Comentário editorial
Nesta leitura jurisprudencial, a decisão é situada por classe, competência e órgão julgador. O registro corresponde a AgRg nos EDcl no REsp, apreciado por QUINTA TURMA, sob relatoria de REYNALDO SOARES DA FONSECA. Esses elementos ajudam a avaliar o alcance processual do pronunciamento.
O precedente deve ser confrontado com a moldura fática, a questão jurídica decidida, eventuais requisitos de admissibilidade e a legislação mencionada. Os destaques abaixo funcionam como mapa de leitura da ementa, não como substituto do inteiro teor ou de pesquisa sobre decisões posteriores.
Pontos centrais da ementa
- AGRAVO REGIMENTAL NOS EMBARGOS DE DECLARAÇÃO NO AGRAVO EM RECURSO ESPECIAL.
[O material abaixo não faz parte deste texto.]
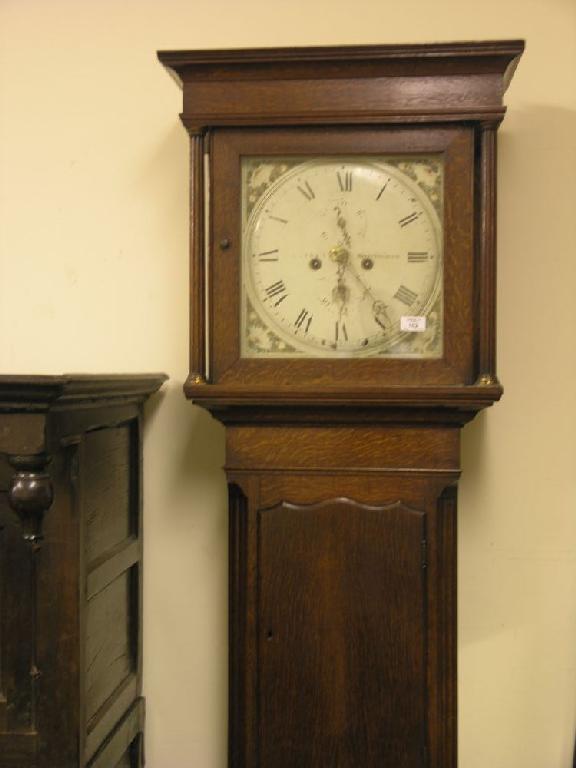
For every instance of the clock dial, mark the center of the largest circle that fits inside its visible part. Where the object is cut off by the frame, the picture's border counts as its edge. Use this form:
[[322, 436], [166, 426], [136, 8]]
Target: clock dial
[[342, 257]]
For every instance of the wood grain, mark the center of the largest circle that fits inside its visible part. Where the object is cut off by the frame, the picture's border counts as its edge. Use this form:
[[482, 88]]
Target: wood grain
[[70, 613], [343, 473]]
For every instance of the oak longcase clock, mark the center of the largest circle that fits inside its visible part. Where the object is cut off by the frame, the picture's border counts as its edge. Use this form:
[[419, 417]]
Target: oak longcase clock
[[343, 268]]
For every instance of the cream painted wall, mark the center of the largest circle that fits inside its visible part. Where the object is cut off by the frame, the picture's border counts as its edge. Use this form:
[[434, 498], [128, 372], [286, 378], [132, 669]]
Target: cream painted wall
[[93, 270]]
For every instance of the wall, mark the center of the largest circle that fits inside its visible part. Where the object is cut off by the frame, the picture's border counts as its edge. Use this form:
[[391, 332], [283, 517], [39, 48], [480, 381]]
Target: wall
[[93, 270]]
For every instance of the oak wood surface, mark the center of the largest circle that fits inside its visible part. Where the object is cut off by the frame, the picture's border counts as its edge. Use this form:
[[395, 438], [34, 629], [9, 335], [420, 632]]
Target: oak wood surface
[[342, 473]]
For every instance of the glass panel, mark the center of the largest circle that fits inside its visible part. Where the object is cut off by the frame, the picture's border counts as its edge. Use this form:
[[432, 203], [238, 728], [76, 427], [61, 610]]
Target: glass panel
[[342, 257]]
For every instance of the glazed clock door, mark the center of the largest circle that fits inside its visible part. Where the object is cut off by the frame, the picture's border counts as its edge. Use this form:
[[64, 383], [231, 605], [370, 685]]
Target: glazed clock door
[[330, 258]]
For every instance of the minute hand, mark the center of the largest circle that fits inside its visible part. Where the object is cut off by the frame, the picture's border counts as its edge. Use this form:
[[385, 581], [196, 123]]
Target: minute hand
[[378, 307]]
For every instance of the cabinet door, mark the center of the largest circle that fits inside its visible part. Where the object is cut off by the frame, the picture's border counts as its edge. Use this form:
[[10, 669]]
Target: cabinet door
[[330, 618]]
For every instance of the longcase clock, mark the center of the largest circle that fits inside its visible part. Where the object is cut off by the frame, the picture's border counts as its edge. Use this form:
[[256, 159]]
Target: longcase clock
[[343, 265]]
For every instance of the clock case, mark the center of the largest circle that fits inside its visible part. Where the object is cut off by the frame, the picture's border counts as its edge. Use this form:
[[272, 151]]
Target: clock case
[[343, 473]]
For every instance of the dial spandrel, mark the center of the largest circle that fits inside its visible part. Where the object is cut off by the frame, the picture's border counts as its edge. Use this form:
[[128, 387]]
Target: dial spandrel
[[338, 253]]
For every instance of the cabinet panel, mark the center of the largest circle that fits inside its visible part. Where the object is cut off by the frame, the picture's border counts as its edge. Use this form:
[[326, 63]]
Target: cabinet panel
[[342, 616]]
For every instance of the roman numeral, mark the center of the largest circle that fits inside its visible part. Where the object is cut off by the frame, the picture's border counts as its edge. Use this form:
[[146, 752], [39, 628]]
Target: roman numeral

- Agravo regimental interposto pelo Ministério Público do Estado de Minas Gerais contra decisão que rejeitou embargos de declaração e não conheceu do recurso especial.
- O Tribunal a quo, ao apreciar recurso em sentido estrito, anulou a sentença de pronúncia e, ao acolher embargos de declaração, revogou a prisão preventiva, substituída anteriormente por internação provisória, conforme decisão do Superior Tribunal de Justiça.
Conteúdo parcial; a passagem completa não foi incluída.